Tangenti e appalti truccati, 66 arresti in Campania: «Così prof e politici aiutavano i clan».LEGGERE COSE DEL GENERE E’ OLTREMODO DEPRIMENTE.” MI SENTO AVVILITO ED OFFESO”,CI HA DETTO STAMANE PER TELEFONO UN CARO AMICO DI NAPOLI,UNA PERSONA PERBENE ! ED AVVILITI ED OFFESI,CI SENTIREMMO TUTTI NOI,OVE TUTTE LE ACCUSE DOVESSERO RISULTARE CONFERMATE PERCHE’,SOPRATTUTTO,IN CONDIZIONI DEL GENERE PER IL MEZZOGIORNO D’ITALIA NON CI SAREBBE PIU’ SALVEZZA

Il Mattino, Giovedì 16 Marzo 2017

Tangenti e appalti truccati, 66 arresti in Campania: «Così prof e politici aiutavano i clan»

di Mary Liguori

La pressione politica per finanziare opere pubbliche con le quali tenere in piedi un sistema di tangenti pagate con gli stessi fondi pubblici. Alcuni di quei finanziamenti sarebbero stati sbloccati su input di Pasquale Sommese, il politico che la Dda di Napoli ritiene essere al centro dell’inchiesta che ieri ha portato a 69 arresti e una misura interdittiva per funzionari pubblici, docenti universitari, imprenditori e faccendieri. Quattro di loro sono ritenuti collegati al clan dei Casalesi. Altri cinque sono indagati a piede libero e un sesto risulta irreperibile. La percentuale della mazzetta veniva calcolata a priori in base al finanziamento sbloccato: ciò perché quello emerso dall’inchiesta era uno scenario illecito diventato «consuetudine», «desolante» secondo il gip Federica Colucci che ha accolto il teorema accusatorio messo insieme dal pool Antimafia diretto dal procuratore aggiunto Giuseppe Borrelli e composto dai sostituti Maurizio Giordano, Luigi Landolfi, Alessandro D’Alessio, Catello Maresca e Gloria Sanseverino e Ida Frongillo della procura ordinaria. I 18 appalti incriminati attraversano il periodo 2013-2016 e percorrono la Campania in lungo e in largo.

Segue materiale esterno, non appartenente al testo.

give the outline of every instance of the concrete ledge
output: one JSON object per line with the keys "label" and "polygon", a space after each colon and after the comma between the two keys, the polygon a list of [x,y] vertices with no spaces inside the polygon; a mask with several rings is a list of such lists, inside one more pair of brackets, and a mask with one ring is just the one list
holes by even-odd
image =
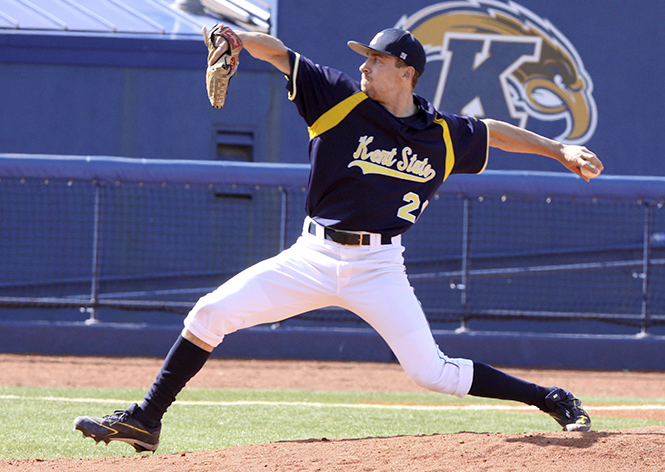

Dalla Mostra d’Oltremare di Napoli al monte Matese, dall’hinterland casertano a Pompei, dal Vesuviano all’area nolana fino alla provincia di Benevento. Nome in codice dell’operazione è «The queen», dal cognome del personaggio chiave dell’indagine, l’imprenditore Guglielmo La Regina, posillipino di 39 anni, già cuore dell’inchiesta su Palazzo Teti Maffuccini, la dimora storica di Santa Maria Capua Vetere al centro di un’inchiesta che, nel 2016, portò all’arresto dell’allora sindaco Biagio Di Muro. L’operazione di ieri prende le mosse da quell’indagine: il filo conduttore, oltre a La Regina, è la «faccendiera» Loredana Di Giovanni che da mesi collabora con la procura. I suoi racconti sono l’ossatura intorno alla quale vertono le accuse elaborate sulla base delle indagini della guardia di finanza del comando provinciale di Napoli, guidato dal generale Gianluigi D’Alfonso, e dei militari del nucleo di polizia tributaria agli ordini del colonnello Giovanni Salerno e del tenente colonnello Francalberto Di Rubbo.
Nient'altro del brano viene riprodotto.